The structured settlement proposed will yield $2,000 per month for his life or 30 years (guaranteed for 30 years to protect his family against his early demise). A college fund of $10,000 will be paid in August of each year in which his daughter will be the ages 18, 19, 20, and 21. Finally, a series of guaranteed lump-sum payments will be paid every five years through the next 30 years. The total payments through the claimant’s 40-year life expectancy is $1.2 million. The annuity needed to generate these benefits would cost a premium of $482,965.
In addition to the structured portion, the defendant/insurer is offering $500,000 up front in cash for all immediate family needs, attorney fees, and past expenses of any nature.
The cover letter accompanying the proposal states that all of the payments of the settlement are tax-free. That would mean that the $717,035 growth in the structured settlement would pass to the claimant without income taxation, which is a significant benefit.

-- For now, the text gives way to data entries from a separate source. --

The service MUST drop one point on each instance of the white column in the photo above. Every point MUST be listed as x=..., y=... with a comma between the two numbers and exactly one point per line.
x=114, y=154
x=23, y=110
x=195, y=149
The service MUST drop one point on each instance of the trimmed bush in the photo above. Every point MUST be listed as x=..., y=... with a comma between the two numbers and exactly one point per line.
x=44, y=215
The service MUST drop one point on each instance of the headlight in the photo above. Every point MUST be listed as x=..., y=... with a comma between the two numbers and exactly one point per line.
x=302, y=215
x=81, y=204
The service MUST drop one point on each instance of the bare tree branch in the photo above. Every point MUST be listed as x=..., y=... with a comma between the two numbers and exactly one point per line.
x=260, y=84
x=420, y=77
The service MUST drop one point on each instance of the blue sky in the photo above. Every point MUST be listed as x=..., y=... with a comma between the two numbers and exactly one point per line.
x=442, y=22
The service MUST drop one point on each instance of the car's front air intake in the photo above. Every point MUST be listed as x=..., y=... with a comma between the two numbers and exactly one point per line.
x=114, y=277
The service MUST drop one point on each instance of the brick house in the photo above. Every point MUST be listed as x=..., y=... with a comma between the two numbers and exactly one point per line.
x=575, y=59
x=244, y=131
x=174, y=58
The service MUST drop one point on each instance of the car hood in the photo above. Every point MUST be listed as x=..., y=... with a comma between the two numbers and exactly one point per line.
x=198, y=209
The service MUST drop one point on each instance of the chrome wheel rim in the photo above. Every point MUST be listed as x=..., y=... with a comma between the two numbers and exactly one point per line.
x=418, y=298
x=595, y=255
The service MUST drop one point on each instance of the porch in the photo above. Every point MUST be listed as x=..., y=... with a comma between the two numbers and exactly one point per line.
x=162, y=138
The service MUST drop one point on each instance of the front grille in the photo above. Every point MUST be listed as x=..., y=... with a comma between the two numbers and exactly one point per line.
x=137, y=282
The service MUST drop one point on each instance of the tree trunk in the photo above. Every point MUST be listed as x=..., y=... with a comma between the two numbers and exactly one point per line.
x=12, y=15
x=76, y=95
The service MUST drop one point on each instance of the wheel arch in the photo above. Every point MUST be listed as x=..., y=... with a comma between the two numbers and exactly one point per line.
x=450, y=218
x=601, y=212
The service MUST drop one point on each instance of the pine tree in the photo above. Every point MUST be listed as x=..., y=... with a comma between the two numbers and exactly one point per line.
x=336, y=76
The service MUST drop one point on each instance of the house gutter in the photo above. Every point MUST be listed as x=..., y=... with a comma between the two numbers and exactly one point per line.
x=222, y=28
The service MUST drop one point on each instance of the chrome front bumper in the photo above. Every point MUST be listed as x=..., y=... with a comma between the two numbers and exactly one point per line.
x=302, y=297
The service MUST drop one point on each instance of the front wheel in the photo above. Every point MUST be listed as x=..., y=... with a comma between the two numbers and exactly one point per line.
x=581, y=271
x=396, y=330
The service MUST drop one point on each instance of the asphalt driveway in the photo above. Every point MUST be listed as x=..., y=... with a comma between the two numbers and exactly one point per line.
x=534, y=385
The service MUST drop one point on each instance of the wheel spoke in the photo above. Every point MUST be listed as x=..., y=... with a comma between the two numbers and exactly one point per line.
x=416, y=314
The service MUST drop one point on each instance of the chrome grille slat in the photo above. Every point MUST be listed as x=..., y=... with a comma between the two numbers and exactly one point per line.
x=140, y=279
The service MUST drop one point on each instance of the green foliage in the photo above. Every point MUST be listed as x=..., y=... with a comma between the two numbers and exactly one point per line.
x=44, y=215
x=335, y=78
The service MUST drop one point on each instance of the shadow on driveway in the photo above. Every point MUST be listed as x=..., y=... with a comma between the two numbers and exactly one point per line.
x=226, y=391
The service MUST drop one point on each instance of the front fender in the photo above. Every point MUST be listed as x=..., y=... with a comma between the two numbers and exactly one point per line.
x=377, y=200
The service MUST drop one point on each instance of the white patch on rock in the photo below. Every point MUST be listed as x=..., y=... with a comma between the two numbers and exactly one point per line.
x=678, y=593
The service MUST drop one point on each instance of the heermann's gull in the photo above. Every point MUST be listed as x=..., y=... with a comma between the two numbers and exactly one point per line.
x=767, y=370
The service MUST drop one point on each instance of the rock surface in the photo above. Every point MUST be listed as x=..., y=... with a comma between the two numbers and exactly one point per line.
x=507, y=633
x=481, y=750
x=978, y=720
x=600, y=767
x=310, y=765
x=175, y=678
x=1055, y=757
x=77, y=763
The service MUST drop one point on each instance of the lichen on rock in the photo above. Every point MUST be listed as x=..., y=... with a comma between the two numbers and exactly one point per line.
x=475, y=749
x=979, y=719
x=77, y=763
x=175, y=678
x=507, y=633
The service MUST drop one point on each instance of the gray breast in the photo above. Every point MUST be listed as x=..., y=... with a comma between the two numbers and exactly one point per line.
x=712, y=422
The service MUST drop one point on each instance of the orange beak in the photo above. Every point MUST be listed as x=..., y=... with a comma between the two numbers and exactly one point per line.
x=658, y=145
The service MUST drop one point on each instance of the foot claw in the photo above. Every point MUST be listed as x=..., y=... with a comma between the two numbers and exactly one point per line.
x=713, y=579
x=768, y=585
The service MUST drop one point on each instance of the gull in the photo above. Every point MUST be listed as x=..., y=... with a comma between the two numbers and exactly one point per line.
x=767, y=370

As a lawyer, you have always been intrigued by structured settlements (also known as settlement annuities or periodic payments) but have never consummated one. This one is particularly attractive because it takes care of all of the claimant family’s needs, and the total cost of $982,965 ($500,000 up- front cash plus the annuity premium of $482,965 is within the broad settlement range for this claim. It is extremely important for you to verify that the benefits will be tax-free and to negotiate and document the settlement in a manner that does not jeopardize its tax-free status. It does not matter whether you are the claimant’s lawyer or the defendant/insurer’s lawyer. It is in both parties’ interest to verify and preserve the tax-free status of the structured settlement proposal. Tax-free status enhances the value of the offer and helps to bridge the gap between the litigants.
Related Tax Authorities Juridical act Legal Definition
They were right! In 1979 the IRS issued two Revenue Rulings: 79-220 and 79-313. These Rulings put forward the following requirements for a structured settlement to be tax-free under § 104:
• The claimant is a mere recipient of the benefits.
• The annuity is purchased at the convenience of the obligor/defendant. Juridical act Legal Definition
• The claimant has neither actual nor constructive receipt of the annuity or the economic benefit of the lump-sum amount that was invested to yield the future payments (i.e., the premium).
• The claimant does not have the right to accelerate any payment or increase or decrease the amount of the payments.
The Revenue Rulings settled the tax issue for the claimant, but left the defendant/insurer on the hook for the duration of the obligation as owner of the annuity. Defendant/insurers are accustomed to a complete release once they pay their money, but this result was unattainable in the 1970s.